Start by writing the prompting function, which should prefix the problem with 2-3 COT examples. You’ll need to write the “thoughts” yourself. Do not use the problems from test split for the COT examples. Instead, you may use the problems from train split, or construct your own.

Given that your prompt elicits “thoughts” from the model, you will need to carefully extract the final answer in extract_cot. This will require more work than what you did in the earlier approaches. For full credit, you need to get at least 45% accuracy and a stable result.

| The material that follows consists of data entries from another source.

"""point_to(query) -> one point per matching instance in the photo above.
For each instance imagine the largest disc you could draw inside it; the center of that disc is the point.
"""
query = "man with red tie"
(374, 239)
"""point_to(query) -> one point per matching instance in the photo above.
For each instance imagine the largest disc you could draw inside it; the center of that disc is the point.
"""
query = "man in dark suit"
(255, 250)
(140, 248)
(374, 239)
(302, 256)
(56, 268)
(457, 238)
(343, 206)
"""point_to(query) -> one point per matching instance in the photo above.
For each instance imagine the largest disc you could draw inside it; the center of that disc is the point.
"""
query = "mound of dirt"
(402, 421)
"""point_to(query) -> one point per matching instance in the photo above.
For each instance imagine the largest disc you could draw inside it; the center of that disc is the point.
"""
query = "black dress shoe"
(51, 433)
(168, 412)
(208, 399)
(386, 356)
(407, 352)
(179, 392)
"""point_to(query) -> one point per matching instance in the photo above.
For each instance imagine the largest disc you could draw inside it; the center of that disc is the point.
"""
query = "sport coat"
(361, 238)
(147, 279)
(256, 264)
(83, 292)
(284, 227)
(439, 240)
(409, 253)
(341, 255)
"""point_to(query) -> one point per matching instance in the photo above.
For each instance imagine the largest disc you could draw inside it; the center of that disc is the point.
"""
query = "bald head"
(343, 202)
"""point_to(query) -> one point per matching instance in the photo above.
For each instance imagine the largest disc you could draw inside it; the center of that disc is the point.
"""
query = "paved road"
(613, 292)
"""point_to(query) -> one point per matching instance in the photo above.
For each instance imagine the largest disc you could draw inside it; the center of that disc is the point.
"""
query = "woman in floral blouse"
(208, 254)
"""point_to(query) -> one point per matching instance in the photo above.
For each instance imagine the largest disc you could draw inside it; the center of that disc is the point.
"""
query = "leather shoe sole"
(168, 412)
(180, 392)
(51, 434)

Program-Aided Language Models

For the final part, we will explore program-aided language models (PAL).⁴ PAL is a variation of chain-of-thought, but instead of prompting the model to reason in natural language, we prompt the model to produce a program that solves the problem, and then run that program.

For example, consider the example problem in the COT part. Instead of producing natural language, we could instead produce the following program:

num_pizzas = 7
slices_per_pizza = 8
total_slices = num_pizzas * slices_per_pizza
num_people = 1 + 3
slices_per_person = total_slices / num_people

When we run this program, the value of slices_per_person will be the answer.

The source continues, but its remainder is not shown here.